Higher acquisition capital.
Joint land use planning.
Specialization Rail company; terminal development and operations.
Real estate promoter; logistic zone development and management.
Interdependency Respective customers.
Joint marketing.
Drayage Priority gate access.
Shorter distances.
More delivery trips.
Higher reliability.
Asset utilization Better usage level of containers and chassis.
Chassis pools.
Empty container depots.
Information technologies Integration of terminal management systems with inventory management systems.
Main Advantages of Co-location for an Inland Port
Most of the dry ports initially developed where intermodal facilities acting as nodes of convergence for regional freight distribution enabling a modal shift away from road and freight diversion away from congested areas. These two key paradigms have been expanded with a more comprehensive approach leaning on the principle of co-location. As dry port project become increasingly capital intensive and prone to risk because of their size, required equipment and infrastructure, the need for a higher value proposition is now set on the principle of co-location, many of which are public private partnerships. The most common actors in a typical co-located dry port project involve a railway operator and a commercial real estate developer, or a local public development office. Co-location therefore expands the market opportunities of the intermodal terminal through a set of value propositions:
  • Real estate. Logistic zone projects tend to occupy a large amount of space to accommodate existing and anticipated freight distribution activities. Most co-located projects occupy at least 250 acres and several projects are well above 1,000 acres. Larger projects tend to have lower land acquisition costs. Also, since co-located projects involve at least two large players, a commercial real estate developer and a railway company, they are able to tap into capital pools with better conditions than a smaller actor (e.g. interest rates). For instance, CenterPoint Properties is owned by the pension fund CalPERS (California public employees’ retirement fund), enabling access to long term capital pools. Another important aspect is that a co-located logistic project enables the joint planning of facilities.
  • Specialization. A co-location project enables both actors involved to focus on their core competencies, creating multiplying factors. For instance, the rail company can focus on terminal development and operations while the real estate promoter can develop and manage the freight distribution facilities.
  • Interdependency. Both the terminal operator and freight distribution activities at the logistic zone are their respective customers, implying that both partners have vested interests in the efficiency of their operations. The possibility of joint marketing where the logistic zone is promoted as a single intermodal package is also common since the terminal is sold as a value proposition to potential customers.
  • Drayage. A co-location project offers notable operational advantages for drayage, not just because of close proximity, but because trucks can have a priority access through the terminal's gates (e.g. pre-registration, advance notification, RFID). Drivers are able to perform more deliveries per day and the reliability of these deliveries improves.

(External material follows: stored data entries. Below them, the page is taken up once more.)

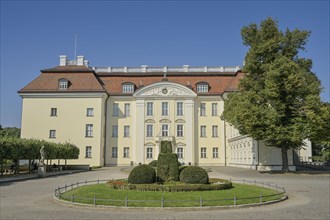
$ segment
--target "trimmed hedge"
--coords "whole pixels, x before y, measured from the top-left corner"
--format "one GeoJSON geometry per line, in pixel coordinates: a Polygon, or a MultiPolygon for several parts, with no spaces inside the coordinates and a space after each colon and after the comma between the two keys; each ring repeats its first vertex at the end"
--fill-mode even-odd
{"type": "Polygon", "coordinates": [[[187,192],[224,190],[232,188],[232,182],[223,179],[210,179],[211,184],[188,184],[171,182],[170,184],[128,184],[125,180],[112,180],[107,183],[111,189],[137,191],[187,192]]]}
{"type": "Polygon", "coordinates": [[[142,164],[135,167],[128,176],[128,183],[145,184],[156,182],[156,171],[149,165],[142,164]]]}
{"type": "Polygon", "coordinates": [[[153,161],[151,161],[148,165],[149,165],[149,166],[152,166],[152,167],[157,167],[157,165],[158,165],[158,160],[153,160],[153,161]]]}
{"type": "Polygon", "coordinates": [[[159,154],[157,176],[159,182],[178,181],[179,164],[176,154],[159,154]]]}
{"type": "Polygon", "coordinates": [[[209,175],[201,167],[189,166],[180,173],[180,181],[184,183],[207,184],[209,175]]]}
{"type": "Polygon", "coordinates": [[[160,144],[160,153],[161,154],[171,154],[172,153],[172,142],[171,141],[162,141],[160,144]]]}

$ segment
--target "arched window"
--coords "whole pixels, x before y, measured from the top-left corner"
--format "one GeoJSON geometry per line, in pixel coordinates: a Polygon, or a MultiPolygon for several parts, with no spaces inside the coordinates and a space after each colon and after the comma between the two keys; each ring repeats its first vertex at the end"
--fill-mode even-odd
{"type": "Polygon", "coordinates": [[[60,90],[66,90],[69,88],[70,81],[67,79],[59,79],[58,80],[58,89],[60,90]]]}
{"type": "Polygon", "coordinates": [[[130,82],[126,82],[122,84],[122,92],[123,93],[133,93],[135,89],[135,85],[130,82]]]}
{"type": "Polygon", "coordinates": [[[196,92],[208,92],[209,84],[207,82],[196,83],[196,92]]]}

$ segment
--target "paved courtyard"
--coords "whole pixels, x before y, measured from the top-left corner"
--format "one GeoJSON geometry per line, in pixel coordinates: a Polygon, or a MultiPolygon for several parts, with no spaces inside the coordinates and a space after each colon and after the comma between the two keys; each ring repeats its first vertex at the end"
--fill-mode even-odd
{"type": "Polygon", "coordinates": [[[54,189],[77,181],[124,178],[120,167],[1,183],[0,219],[330,219],[329,174],[269,174],[212,167],[210,177],[247,179],[284,186],[289,199],[272,205],[195,211],[69,207],[53,200],[54,189]]]}

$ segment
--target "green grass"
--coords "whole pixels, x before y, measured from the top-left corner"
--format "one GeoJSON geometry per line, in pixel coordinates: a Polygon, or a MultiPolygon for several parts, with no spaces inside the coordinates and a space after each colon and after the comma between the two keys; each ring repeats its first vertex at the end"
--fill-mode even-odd
{"type": "Polygon", "coordinates": [[[234,187],[231,189],[218,191],[148,192],[110,189],[106,184],[97,184],[82,186],[65,192],[61,195],[61,199],[71,201],[72,195],[74,195],[74,202],[93,204],[93,198],[95,196],[97,205],[125,206],[125,198],[128,197],[128,206],[161,207],[161,199],[163,197],[165,200],[165,207],[192,207],[200,206],[201,197],[203,206],[226,206],[234,205],[234,195],[237,198],[237,205],[259,203],[260,193],[264,197],[263,202],[279,199],[284,196],[283,194],[269,196],[277,194],[277,192],[272,189],[253,185],[233,183],[233,186],[234,187]],[[244,199],[252,197],[257,198],[244,199]]]}

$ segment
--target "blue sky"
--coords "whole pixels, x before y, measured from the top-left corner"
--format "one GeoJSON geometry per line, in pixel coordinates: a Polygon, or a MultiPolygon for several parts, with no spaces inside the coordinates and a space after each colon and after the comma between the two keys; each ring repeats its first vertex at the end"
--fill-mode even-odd
{"type": "Polygon", "coordinates": [[[236,66],[248,50],[241,28],[269,16],[282,30],[312,32],[300,55],[313,60],[329,101],[329,0],[1,0],[0,123],[20,127],[17,91],[59,55],[73,59],[75,34],[77,55],[91,66],[236,66]]]}

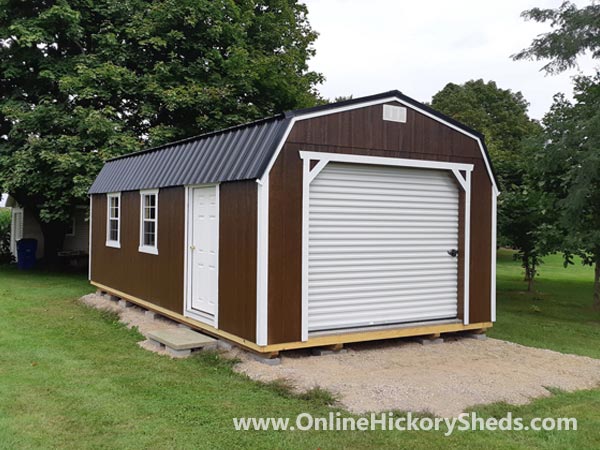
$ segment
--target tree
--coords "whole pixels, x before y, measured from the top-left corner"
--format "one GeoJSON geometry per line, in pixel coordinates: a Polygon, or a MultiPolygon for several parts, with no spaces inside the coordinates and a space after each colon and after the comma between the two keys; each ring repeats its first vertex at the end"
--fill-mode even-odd
{"type": "Polygon", "coordinates": [[[577,66],[577,57],[591,52],[600,58],[600,2],[578,8],[571,2],[563,2],[557,9],[532,8],[521,16],[525,20],[550,22],[553,30],[534,39],[532,44],[514,59],[549,59],[542,70],[559,73],[577,66]]]}
{"type": "Polygon", "coordinates": [[[432,106],[485,135],[502,192],[498,240],[518,249],[515,258],[531,290],[541,262],[536,233],[542,222],[539,193],[527,173],[530,155],[539,145],[540,125],[527,115],[528,103],[520,92],[500,89],[493,81],[448,83],[433,96],[432,106]]]}
{"type": "Polygon", "coordinates": [[[547,143],[536,166],[540,187],[559,212],[549,231],[562,237],[565,265],[573,255],[594,266],[600,310],[600,73],[575,79],[574,102],[557,95],[544,117],[547,143]]]}
{"type": "Polygon", "coordinates": [[[330,100],[329,103],[345,102],[345,101],[348,101],[348,100],[352,100],[352,98],[353,98],[352,94],[350,94],[350,95],[340,95],[338,97],[334,97],[334,99],[330,100]]]}
{"type": "MultiPolygon", "coordinates": [[[[591,52],[600,57],[600,3],[577,8],[564,2],[557,9],[534,8],[526,19],[550,22],[541,35],[514,59],[550,60],[542,69],[558,73],[591,52]]],[[[573,255],[594,266],[594,307],[600,310],[600,72],[574,78],[574,101],[554,98],[543,120],[546,145],[538,152],[539,185],[556,210],[546,225],[548,241],[560,240],[565,265],[573,255]]]]}
{"type": "Polygon", "coordinates": [[[0,192],[50,259],[103,161],[312,106],[294,0],[0,0],[0,192]]]}

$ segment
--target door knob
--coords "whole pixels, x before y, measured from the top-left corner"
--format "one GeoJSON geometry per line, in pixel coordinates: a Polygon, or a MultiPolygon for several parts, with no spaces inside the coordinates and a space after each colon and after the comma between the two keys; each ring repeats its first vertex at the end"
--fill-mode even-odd
{"type": "Polygon", "coordinates": [[[190,250],[196,250],[196,246],[195,245],[190,245],[190,250]]]}
{"type": "Polygon", "coordinates": [[[455,248],[453,248],[452,250],[448,250],[448,254],[450,256],[452,256],[453,258],[456,258],[458,256],[458,250],[456,250],[455,248]]]}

  • Asset utilization. Intermodal transportation assets are capital intensive and there are pressures to increase their utilization level to achieve better returns on investments. Containers and chassis tend to be the assets that are the most prone to such strategies, namely through the setting of chassis pools and empty container depots.
  • Information technologies. A co-location project offers the possibility to jointly plan information systems for terminal operations and the related supply chains, creating a community system where users can have access to real time information about the status of their shipments. Both terminal operations and their related supply chains benefit.
One drawback is that co-located logistics activities are dependent on the performance of the terminal as well as the level of service offered by the rail operator. If for any reason the rail operator has other priorities within its network, then the efficiency of the co-located logistic zone is compromised.